Chapter 6

396 31 10
                                    

Assalamualaikum :)

Jangan lupa votennya ;)


••• AFTER MEET YOU •••


Tanpa menunggu sehabis shalat, Kanya sudah lebih dulu ke kantin. Tenggorokannya bagai musim kemarau yang tak kunjung dihujani. Ia sedikit kesal dengan ketua Osis yang menghukumnya itu, sebab tidak peka terhadap dirinya. Bukan peka perasaan, melainkan kehausan. Jika lama-lama tak diberi cairan, bisa dehidrasi.

Menenggak sebotol minuman segar, memang sangat melegakan bagi tenggorokannya. Gadis itu masih saja mengatur napasnya, padahal sudah duduk kursi pojok paling belakang. Kanya sangat gemar sekali berada di pojok, atau lebih tepatnya dia tidak ingin diganggu oleh siapapun.

"Awas aja tuh, gue kerjain balik kalo dia ke rumah gue lagi," gerutu Kanya sambil melahap biskuit panjang rasa vanila. Ia berpikir sebentar, menimbang apa yang dia ucapkan. "Eh tapi, kalo gue kerjain nanti dia nggak mau ngajarin gue ngaji lagi. Jangan deh jangan," katanya menggeleng cepat.

"Kok ada ya orang kayak dia?
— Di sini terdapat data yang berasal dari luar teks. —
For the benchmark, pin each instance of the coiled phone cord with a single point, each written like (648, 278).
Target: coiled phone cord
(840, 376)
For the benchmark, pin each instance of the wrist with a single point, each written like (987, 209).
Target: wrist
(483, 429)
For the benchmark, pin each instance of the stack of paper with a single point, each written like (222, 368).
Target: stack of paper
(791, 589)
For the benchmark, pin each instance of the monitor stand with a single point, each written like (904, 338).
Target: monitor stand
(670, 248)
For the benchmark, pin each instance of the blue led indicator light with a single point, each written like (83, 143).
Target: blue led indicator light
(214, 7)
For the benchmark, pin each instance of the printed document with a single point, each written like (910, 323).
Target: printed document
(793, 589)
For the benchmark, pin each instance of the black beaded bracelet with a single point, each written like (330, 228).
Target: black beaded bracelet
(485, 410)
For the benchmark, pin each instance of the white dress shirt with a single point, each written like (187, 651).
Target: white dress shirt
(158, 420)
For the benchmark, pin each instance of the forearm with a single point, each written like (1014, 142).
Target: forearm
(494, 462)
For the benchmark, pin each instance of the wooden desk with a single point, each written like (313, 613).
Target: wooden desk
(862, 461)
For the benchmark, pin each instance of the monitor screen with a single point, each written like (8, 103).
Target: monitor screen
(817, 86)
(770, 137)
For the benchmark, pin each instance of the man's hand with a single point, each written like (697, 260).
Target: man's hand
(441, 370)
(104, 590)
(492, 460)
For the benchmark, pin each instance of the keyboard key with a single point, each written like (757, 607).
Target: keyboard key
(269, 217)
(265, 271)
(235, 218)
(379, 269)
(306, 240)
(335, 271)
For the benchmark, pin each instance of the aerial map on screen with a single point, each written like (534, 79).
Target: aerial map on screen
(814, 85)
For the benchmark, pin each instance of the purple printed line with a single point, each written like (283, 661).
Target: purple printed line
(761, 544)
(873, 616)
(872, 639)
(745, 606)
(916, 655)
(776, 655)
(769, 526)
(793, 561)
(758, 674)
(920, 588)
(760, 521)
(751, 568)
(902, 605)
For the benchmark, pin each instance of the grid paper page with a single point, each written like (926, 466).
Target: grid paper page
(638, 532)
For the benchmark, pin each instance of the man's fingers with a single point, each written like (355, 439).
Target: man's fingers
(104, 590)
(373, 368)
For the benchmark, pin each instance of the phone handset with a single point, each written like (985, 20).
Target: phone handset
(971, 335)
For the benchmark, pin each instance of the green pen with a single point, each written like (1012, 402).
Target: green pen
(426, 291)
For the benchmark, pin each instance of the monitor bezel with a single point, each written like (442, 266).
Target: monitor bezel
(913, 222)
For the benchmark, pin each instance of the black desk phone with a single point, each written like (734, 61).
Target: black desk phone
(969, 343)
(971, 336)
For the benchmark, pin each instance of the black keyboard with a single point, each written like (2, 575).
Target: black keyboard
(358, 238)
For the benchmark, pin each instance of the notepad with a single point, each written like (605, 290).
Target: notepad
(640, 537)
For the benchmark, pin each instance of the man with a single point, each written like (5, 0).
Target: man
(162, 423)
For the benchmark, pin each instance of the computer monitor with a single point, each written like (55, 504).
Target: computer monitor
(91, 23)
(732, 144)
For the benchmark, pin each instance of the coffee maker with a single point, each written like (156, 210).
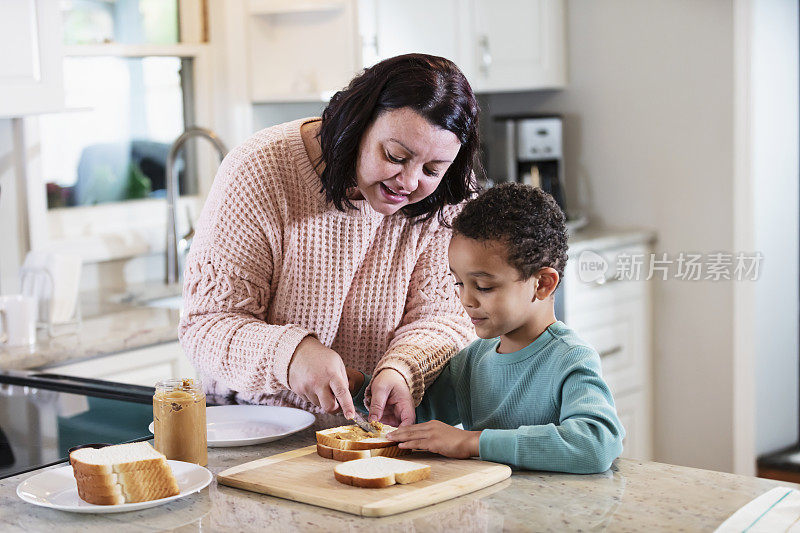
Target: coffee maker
(533, 153)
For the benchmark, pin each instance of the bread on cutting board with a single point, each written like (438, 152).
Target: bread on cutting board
(125, 473)
(379, 472)
(351, 455)
(354, 438)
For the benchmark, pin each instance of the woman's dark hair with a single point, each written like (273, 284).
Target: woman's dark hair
(432, 86)
(526, 219)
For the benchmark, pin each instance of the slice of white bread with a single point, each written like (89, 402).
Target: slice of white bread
(125, 473)
(379, 472)
(354, 438)
(351, 455)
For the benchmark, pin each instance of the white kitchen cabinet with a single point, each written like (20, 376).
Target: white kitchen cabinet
(500, 45)
(143, 366)
(516, 45)
(394, 27)
(306, 50)
(615, 317)
(31, 79)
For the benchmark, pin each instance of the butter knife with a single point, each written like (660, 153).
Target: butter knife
(363, 424)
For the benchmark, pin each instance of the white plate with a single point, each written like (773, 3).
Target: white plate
(57, 489)
(243, 425)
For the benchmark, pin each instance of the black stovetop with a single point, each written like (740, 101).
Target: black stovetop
(43, 415)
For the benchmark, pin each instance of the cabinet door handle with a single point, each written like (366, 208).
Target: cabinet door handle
(485, 53)
(611, 351)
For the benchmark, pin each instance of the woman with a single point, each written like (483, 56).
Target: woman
(323, 243)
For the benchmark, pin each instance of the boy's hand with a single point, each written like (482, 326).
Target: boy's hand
(355, 380)
(438, 437)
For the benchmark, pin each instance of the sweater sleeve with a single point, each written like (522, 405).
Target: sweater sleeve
(434, 325)
(227, 281)
(587, 438)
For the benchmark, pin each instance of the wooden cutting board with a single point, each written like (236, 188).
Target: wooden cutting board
(302, 475)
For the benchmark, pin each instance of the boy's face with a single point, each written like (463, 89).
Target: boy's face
(490, 289)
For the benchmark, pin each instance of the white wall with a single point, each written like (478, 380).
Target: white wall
(11, 246)
(774, 100)
(649, 142)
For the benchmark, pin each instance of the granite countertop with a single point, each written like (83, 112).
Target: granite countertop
(632, 496)
(111, 325)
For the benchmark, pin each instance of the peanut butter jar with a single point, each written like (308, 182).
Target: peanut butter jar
(179, 419)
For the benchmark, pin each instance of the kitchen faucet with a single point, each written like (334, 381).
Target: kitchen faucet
(173, 266)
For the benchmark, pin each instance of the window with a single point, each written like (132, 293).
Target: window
(136, 74)
(112, 142)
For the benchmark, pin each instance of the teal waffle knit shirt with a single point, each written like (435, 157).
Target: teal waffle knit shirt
(545, 407)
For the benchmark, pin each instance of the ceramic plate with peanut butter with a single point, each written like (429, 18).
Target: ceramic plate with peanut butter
(244, 425)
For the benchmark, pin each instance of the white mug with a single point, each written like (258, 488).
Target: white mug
(18, 315)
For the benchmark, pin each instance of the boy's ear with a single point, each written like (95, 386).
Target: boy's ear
(546, 283)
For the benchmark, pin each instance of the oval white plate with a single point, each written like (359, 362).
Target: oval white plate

Kadang ngeselin, kadang baik banget. Bingung gue." Kanya sambil membayangkan sikap Arga yang berubah-ubah kepadanya.

"Namanya manusia, Allah yang membulak-balikan hatinya." Tiba-tiba seseorang menyambar perkataannya sambil menaruh sebotol air mineral berukuran 600ml.

"Lagi ngomongin saya?" katanya lagi.

Kanya gelagapan sendiri karena seseorang yang sejak tadi ia kesali berada di hadapannya.

"Yang merasa aja," sidir Kanya mengedarkan pandangan ke segala arah, lalu menatap Arga lekat-lekat. "Oh, apa jangan-jangan lo merasa?"

Sekarang situasinya terbalik. Arga merasa dirinya berbanding 1:1 dengan gadis itu. Lagi pula tanpa diberitahu, Arga pun sudah tahu jika Kanya sedang membicarakannya.

Kanya mengangkat botol air mineral itu dan menunjukannya tepat di depan wajah Arga. "TELAT!" Lalu, meletakan kembali di atas meja.

Bersikap baik salah, dibiarkan kehausan katanya nggak peka. Sebenarnya apa mau gadis itu?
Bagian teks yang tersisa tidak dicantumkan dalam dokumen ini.